By the above, the function which generate | occur | produces a dial tone and a melody sound can be built in a 1-chip microcomputer. At this time, the widely used functions of the one-chip microcomputer are not sacrificed. Therefore, it ends up occupying a little area of the built-in board | substrate of a telephone, and can realize multifunction of a telephone.
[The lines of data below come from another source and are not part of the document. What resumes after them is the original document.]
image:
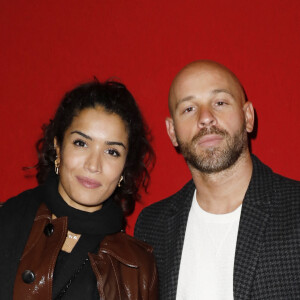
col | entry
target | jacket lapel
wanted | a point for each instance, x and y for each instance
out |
(174, 238)
(253, 223)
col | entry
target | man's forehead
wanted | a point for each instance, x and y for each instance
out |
(203, 74)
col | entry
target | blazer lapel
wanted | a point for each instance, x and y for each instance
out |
(174, 238)
(253, 223)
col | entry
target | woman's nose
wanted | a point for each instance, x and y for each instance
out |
(94, 163)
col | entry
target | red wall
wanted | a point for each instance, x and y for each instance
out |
(48, 47)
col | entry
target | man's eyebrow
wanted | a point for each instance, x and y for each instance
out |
(217, 91)
(184, 99)
(82, 134)
(110, 143)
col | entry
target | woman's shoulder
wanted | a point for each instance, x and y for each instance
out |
(125, 247)
(21, 203)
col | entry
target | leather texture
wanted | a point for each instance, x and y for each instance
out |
(267, 257)
(124, 267)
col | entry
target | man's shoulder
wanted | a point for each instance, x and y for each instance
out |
(153, 217)
(167, 205)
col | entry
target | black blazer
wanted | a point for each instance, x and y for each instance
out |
(267, 258)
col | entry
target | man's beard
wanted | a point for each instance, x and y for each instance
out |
(214, 159)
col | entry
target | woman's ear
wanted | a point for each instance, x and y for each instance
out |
(171, 131)
(57, 149)
(249, 116)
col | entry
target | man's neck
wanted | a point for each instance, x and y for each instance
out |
(223, 192)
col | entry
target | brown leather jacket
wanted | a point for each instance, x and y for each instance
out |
(124, 267)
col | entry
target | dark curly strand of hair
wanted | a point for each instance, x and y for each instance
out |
(114, 98)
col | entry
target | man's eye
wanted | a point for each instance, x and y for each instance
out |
(189, 109)
(79, 143)
(113, 152)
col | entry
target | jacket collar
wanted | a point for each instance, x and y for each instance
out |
(254, 218)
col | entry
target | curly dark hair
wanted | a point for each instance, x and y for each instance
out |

According to the present invention, a function for generating dial tone and melody sound can be built in the microcomputer. At this time, it does not sacrifice the widely used function of the microcomputer. Therefore, it is possible to finish a little while occupying the area of the built-in board of the telephone, thereby obtaining the advantage that the telephone can be multifunctional.

Claims (2)

Discriminating means for determining that the first key or the second key has been operated, and counting each sampling period obtained by dividing the period of the first sinusoidal wave by receiving the discriminating output of the determining means when the first key is operated. A first pulse generating means for generating a pulse every time and receiving a discriminant output of said discriminating means when said second key is operated to count a period of a first square wave, and operating said first key. A pulse is generated every time the sampling period obtained by dividing the period of the second sinusoidal wave is received by counting the discriminating output of the discriminating means when the second key is operated, and the discriminating output of the discriminating means when the second key is operated. Second pulse generating means for generating a pulse each time it receives and counts a period of a second square wave different from the first square wave, and when the first key is operated, synchronizing with the output of the first pulse generating means; 1 sine wave First stepped wave forming means for generating an average voltage of each sampling period of and forming a first stepped wave, the angle of the second sine wave in synchronization with the output of the second pulse generating means when the first key is operated; Second step wave forming means for generating an average voltage in the sampling period to form a second step wave, first combining means for synthesizing the outputs of the first and second step wave forming means, and when the second key is operated First distributing means for distributing the output of the first pulse generating means by a predetermined multiple, second distributing means for distributing the output of the second pulse generating means by a predetermined multiple when the second key is operated, and the first And second synthesizing means for synthesizing the outputs of the second dividing means. 2. The waveform synthesis circuit of claim 1, wherein the first key is set to generate an dial tone of the telephone and the second key is set to generate a melody tone of the telephone.